Another important aspect of creating a modern search engine is the ability to display in an appropriate way various media sources. Yioop comes with built-in subsearch abilities for images, where results are displayed as image strips; video, where thumbnails for video are shown; and news, where news items are grouped together and a configurable set of news/twitter feeds can be set to be updated on an hourly basis.
This concludes the discussion of how Yioop fits into the current and historical landscape of search engines and indexes.
The feature changes between different versions of Yioop can be found on the Changelog
page. Here is a summary of the main features of the current version of Yioop:
- Yioop is an open-source, distributed crawler and search engine written in PHP.
- Yioop has its own built-in web server so can be deployed with or without a web server such as Apache. Yioop also has been tested to work when Apache is configured to use HTTP/2.0.

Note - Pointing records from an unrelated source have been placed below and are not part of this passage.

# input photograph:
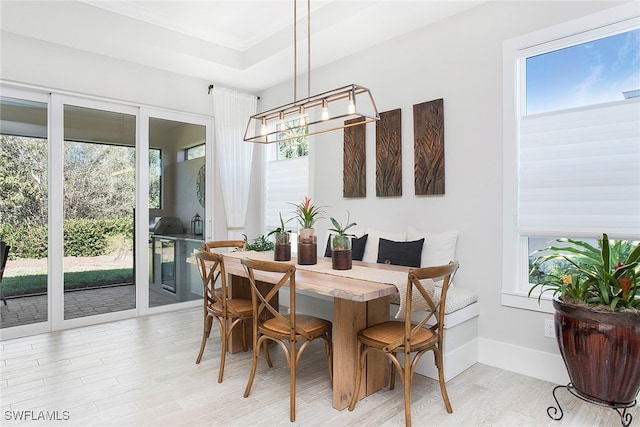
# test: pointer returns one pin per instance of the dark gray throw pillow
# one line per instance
(408, 254)
(357, 247)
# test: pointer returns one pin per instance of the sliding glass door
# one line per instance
(99, 205)
(24, 211)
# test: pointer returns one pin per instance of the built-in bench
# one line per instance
(461, 309)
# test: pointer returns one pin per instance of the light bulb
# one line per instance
(303, 120)
(263, 127)
(325, 110)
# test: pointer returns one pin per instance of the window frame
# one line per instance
(515, 259)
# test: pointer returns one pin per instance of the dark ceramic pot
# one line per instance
(307, 253)
(282, 252)
(601, 351)
(341, 259)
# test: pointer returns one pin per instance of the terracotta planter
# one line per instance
(282, 250)
(341, 259)
(601, 351)
(307, 247)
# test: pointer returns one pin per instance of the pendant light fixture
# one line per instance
(325, 112)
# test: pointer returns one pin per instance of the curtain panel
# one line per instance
(231, 111)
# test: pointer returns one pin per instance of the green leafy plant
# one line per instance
(259, 244)
(307, 214)
(341, 238)
(607, 275)
(281, 233)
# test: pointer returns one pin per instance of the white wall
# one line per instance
(460, 60)
(26, 61)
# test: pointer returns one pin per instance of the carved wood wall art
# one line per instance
(428, 134)
(354, 174)
(389, 154)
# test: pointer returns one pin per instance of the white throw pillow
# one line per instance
(371, 248)
(438, 248)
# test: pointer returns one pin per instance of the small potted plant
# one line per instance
(341, 255)
(307, 214)
(282, 242)
(597, 314)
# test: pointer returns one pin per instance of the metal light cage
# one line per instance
(320, 113)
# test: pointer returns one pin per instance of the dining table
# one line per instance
(361, 298)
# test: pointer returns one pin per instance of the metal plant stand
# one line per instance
(621, 409)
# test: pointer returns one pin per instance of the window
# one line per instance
(287, 178)
(572, 139)
(155, 178)
(194, 152)
(296, 147)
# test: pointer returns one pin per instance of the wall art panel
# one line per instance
(389, 154)
(354, 173)
(428, 134)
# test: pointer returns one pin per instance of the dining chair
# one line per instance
(218, 303)
(4, 256)
(405, 337)
(287, 330)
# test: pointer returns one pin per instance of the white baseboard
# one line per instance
(533, 363)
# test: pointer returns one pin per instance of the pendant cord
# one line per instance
(308, 48)
(295, 53)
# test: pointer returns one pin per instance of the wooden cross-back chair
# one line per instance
(404, 337)
(4, 256)
(218, 303)
(286, 330)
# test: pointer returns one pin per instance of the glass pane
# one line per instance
(99, 201)
(594, 72)
(177, 229)
(23, 211)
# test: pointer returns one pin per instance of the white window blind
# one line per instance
(287, 182)
(580, 172)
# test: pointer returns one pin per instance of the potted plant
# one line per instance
(259, 244)
(282, 242)
(307, 214)
(597, 315)
(341, 256)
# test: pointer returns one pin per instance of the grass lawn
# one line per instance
(25, 284)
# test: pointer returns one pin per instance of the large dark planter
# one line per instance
(601, 351)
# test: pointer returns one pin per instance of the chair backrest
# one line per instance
(214, 278)
(436, 308)
(263, 307)
(218, 244)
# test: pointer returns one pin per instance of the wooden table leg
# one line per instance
(348, 318)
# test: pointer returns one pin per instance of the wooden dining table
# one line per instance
(361, 298)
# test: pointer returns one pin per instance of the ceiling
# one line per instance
(244, 44)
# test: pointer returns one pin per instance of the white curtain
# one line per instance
(231, 111)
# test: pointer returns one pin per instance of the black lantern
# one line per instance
(196, 225)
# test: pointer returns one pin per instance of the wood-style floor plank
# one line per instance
(142, 372)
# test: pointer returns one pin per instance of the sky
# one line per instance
(585, 74)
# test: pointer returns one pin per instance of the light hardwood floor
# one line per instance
(142, 372)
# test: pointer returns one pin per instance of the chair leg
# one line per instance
(208, 320)
(266, 353)
(293, 365)
(392, 378)
(359, 368)
(406, 372)
(443, 387)
(224, 340)
(254, 366)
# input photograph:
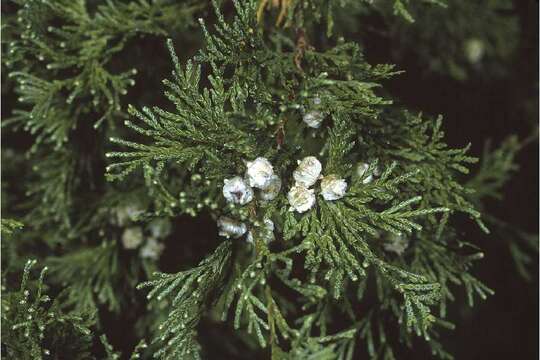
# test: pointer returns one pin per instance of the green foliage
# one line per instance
(34, 326)
(354, 276)
(8, 226)
(187, 293)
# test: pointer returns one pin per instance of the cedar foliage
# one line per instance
(112, 160)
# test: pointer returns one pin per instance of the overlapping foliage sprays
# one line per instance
(333, 206)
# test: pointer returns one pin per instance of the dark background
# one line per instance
(506, 324)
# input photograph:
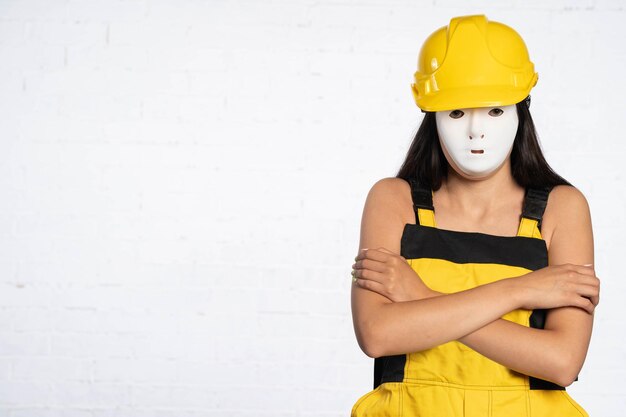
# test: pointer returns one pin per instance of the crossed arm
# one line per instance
(424, 318)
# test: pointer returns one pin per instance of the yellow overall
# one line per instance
(452, 380)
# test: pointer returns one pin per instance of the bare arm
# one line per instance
(556, 353)
(385, 328)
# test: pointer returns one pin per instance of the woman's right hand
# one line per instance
(556, 286)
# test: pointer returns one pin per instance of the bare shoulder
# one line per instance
(388, 208)
(393, 195)
(566, 201)
(567, 209)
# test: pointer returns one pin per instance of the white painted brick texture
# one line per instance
(181, 185)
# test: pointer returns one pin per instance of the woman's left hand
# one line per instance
(388, 274)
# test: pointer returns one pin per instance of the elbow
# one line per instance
(567, 370)
(370, 341)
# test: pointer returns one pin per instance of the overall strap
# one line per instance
(422, 204)
(535, 202)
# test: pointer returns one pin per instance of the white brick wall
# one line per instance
(181, 185)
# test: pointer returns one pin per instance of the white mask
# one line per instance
(478, 140)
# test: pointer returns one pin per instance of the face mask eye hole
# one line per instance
(456, 114)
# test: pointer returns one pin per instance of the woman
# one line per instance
(474, 285)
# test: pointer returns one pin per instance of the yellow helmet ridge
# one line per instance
(472, 62)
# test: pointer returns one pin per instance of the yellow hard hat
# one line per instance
(472, 62)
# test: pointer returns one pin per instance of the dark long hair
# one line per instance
(426, 162)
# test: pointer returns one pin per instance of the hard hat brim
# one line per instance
(470, 97)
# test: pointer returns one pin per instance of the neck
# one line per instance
(480, 194)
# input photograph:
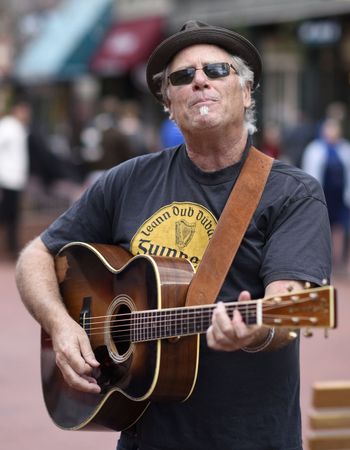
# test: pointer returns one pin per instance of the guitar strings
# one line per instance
(135, 324)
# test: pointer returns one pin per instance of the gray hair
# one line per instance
(246, 78)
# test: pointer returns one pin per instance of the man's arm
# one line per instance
(233, 334)
(38, 287)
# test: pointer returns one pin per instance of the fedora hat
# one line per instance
(194, 32)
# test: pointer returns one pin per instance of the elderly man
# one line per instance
(246, 395)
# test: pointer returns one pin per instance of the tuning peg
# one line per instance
(292, 335)
(307, 332)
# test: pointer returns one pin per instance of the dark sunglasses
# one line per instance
(212, 71)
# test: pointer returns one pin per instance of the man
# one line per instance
(246, 397)
(14, 169)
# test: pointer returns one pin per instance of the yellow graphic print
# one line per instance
(180, 230)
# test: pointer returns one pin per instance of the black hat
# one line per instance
(194, 32)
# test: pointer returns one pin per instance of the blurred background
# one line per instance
(79, 66)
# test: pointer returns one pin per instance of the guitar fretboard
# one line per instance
(167, 323)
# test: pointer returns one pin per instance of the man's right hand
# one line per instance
(74, 356)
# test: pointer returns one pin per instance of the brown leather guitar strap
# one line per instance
(232, 225)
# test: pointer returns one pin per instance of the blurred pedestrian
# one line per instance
(14, 169)
(327, 158)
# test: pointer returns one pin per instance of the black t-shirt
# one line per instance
(162, 204)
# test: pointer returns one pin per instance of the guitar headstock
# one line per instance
(310, 308)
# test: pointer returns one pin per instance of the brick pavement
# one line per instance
(24, 422)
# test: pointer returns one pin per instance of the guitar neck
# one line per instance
(176, 322)
(308, 308)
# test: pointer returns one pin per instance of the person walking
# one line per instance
(14, 170)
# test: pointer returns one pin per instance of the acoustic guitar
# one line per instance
(146, 340)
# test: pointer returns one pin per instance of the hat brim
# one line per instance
(233, 42)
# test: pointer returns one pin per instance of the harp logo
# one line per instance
(184, 232)
(180, 230)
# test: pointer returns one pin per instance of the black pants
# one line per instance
(128, 441)
(9, 217)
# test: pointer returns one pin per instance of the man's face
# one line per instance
(206, 103)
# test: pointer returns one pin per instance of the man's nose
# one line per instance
(200, 79)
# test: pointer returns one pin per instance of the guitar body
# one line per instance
(101, 285)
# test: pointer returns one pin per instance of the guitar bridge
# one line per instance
(85, 315)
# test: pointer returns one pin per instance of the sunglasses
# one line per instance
(212, 71)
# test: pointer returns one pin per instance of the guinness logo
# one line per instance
(184, 232)
(180, 230)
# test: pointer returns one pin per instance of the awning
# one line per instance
(69, 37)
(127, 45)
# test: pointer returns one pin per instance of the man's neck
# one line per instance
(214, 154)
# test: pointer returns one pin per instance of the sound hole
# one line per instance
(121, 329)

- Crawling, indexing, and serving search results can be done on a single machine or distributed across several machines.
- The fetcher/queue server processes on several machines can be managed through the web interface of a main Yioop instance.
- Yioop installations can be created with a variety of topologies: one queue server and many fetchers or several queue servers and many fetchers.
- Using web archives, crawls can be mirrored amongst several machines to speed-up serving search results. This can be further sped-up by using filecache.
- Yioop can be used to create web sites via its own built-in wiki system. For more complicated customizations, Yioop's model-view-adapter framework is designed to be easily extendible. This framework also comes with a GUI which makes it easy to localize strings and static pages.
- Yioop can be used as a package in other project using Composer .
- Yioop search result and feed pages can be configured to display banner or skyscraper ads through an Site Admin GUI (if desired).
- Yioop search result and feed pages can also be configured to use Yioop's built-in keyword advertising system.
- Yioop has been optimized to work well with smart phone web browsers and with tablet devices.
- Yioop has a built in analytics system which when running can be used to track search queries, wiki page views, and discussion board views.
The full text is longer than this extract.